As an alternative of waiting for all upload paths to develop into Xet-aware, forcing a tough cut-over, or pushing the community to adopt a selected workflow, we could begin migrating the Hub to Xet immediately with minimal user impact. Briefly, let teams keep their workflows and organically transition to Xet with infrastructure supporting the long-term goal of a unified storage system.



Xet for everybody

In January and February, we onboarded power users to offer feedback and pressure-test the infrastructure. To get community feedback, we launched a waitlist to preview Xet-enabled repositories. Soon after, Xet became the default for brand new users on the Hub.

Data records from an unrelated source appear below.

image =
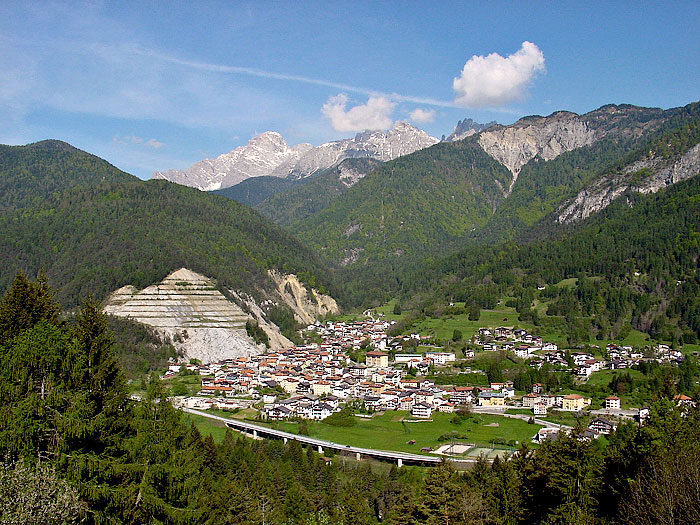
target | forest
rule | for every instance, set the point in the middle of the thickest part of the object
(77, 449)
(94, 229)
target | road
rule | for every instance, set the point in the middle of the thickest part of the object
(260, 431)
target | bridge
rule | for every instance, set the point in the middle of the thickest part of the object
(259, 431)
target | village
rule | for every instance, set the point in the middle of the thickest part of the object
(314, 381)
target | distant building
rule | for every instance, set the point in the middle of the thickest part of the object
(421, 410)
(612, 403)
(602, 426)
(529, 400)
(377, 359)
(574, 402)
(539, 409)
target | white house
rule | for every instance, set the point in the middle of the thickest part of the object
(421, 410)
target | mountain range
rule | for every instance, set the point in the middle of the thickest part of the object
(269, 155)
(458, 218)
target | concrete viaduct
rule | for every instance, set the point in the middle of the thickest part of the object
(259, 431)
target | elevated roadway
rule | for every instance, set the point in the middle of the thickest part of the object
(259, 431)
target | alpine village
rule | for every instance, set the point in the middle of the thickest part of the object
(417, 319)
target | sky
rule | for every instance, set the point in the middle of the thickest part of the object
(156, 85)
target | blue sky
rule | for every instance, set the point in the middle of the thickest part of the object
(158, 85)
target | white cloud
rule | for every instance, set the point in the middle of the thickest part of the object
(422, 115)
(495, 81)
(376, 114)
(130, 140)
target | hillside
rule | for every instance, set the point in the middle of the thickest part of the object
(291, 206)
(410, 205)
(254, 190)
(496, 185)
(28, 174)
(268, 154)
(633, 265)
(99, 229)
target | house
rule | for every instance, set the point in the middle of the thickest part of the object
(487, 399)
(574, 402)
(612, 403)
(424, 396)
(602, 426)
(545, 434)
(529, 400)
(377, 359)
(276, 413)
(446, 407)
(683, 400)
(321, 388)
(462, 395)
(321, 411)
(440, 358)
(421, 410)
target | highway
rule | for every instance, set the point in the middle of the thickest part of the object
(260, 431)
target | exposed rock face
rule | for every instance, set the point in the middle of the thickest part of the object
(188, 309)
(466, 128)
(658, 173)
(546, 137)
(261, 156)
(202, 323)
(269, 154)
(307, 305)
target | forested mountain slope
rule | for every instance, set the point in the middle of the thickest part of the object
(30, 173)
(254, 190)
(291, 207)
(95, 236)
(636, 264)
(502, 184)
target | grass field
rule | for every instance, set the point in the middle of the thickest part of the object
(387, 431)
(206, 426)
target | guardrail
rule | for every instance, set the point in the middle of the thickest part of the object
(263, 431)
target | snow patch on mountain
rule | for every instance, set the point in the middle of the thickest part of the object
(269, 154)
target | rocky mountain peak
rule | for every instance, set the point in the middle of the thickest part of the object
(468, 127)
(546, 137)
(269, 154)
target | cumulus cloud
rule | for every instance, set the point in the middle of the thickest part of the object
(422, 115)
(131, 140)
(494, 80)
(376, 114)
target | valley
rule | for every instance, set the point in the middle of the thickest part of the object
(488, 303)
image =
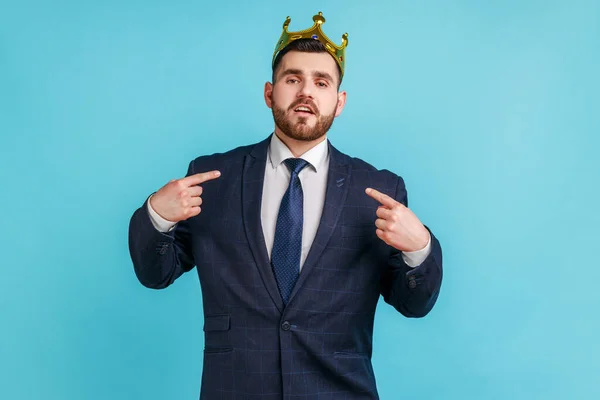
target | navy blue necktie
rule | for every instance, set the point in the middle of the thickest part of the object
(287, 245)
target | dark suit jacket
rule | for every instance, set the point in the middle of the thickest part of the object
(319, 346)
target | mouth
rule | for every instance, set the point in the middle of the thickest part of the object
(304, 109)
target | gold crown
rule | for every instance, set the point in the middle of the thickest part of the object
(314, 32)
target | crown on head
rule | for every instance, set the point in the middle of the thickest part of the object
(314, 32)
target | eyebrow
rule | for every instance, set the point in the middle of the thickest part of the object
(318, 74)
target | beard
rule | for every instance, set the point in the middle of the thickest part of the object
(300, 130)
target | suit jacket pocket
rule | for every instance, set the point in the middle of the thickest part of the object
(217, 335)
(359, 230)
(214, 323)
(350, 354)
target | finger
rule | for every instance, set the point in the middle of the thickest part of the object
(202, 177)
(382, 198)
(195, 191)
(194, 211)
(194, 201)
(381, 224)
(385, 213)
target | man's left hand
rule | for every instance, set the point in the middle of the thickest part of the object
(397, 225)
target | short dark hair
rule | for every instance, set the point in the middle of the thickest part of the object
(305, 46)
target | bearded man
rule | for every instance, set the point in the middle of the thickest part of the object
(294, 243)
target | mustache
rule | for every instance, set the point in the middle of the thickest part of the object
(307, 102)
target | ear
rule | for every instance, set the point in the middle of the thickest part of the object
(341, 103)
(268, 94)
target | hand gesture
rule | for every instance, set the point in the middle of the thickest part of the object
(180, 199)
(397, 225)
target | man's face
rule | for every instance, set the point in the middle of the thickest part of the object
(304, 98)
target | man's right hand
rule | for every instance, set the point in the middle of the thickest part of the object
(180, 199)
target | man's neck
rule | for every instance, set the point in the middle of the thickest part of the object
(298, 147)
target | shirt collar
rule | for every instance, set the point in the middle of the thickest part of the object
(278, 152)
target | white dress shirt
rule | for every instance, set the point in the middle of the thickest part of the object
(313, 178)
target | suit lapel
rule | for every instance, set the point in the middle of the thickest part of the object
(335, 197)
(253, 177)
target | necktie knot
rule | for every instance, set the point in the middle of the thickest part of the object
(295, 165)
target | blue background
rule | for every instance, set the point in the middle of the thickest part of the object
(489, 110)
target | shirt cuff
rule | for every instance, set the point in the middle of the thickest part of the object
(415, 258)
(161, 224)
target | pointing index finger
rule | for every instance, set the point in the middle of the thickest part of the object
(199, 178)
(384, 199)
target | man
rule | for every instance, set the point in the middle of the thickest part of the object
(293, 241)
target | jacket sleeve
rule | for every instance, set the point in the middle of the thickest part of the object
(159, 258)
(412, 291)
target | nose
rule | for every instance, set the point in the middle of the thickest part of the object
(306, 90)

We now support among the largest creators on the Hub (Meta Llama, Google, OpenAI, and Qwen) while the community keeps working uninterrupted.

What’s next?

Starting this month, we’re bringing Xet to everyone. Look ahead to an email providing access to Xet and once you have got it, update to the most recent huggingface_hub (pip install -U huggingface_hub) to unlock faster transfers instantly. This can even mean:

  • All your existing repositories will migrate from LFS to Xet
  • All newly created repos shall be Xet-enabled by default

Should you upload or download from the Hub using your browser or use Git, that is nice. Chunk-based support for each is coming soon. Within the meantime use whichever workflow you have already got; no restrictions.

Next up: open-sourcing the Xet protocol and all the infrastructure stack. The long run of storing and moving bytes that scale to AI workloads is on the Hub, and we’re aiming to bring it to everyone.

If you have got any questions, drop us a line within the comments 👇, open a discussion on the Xet team page.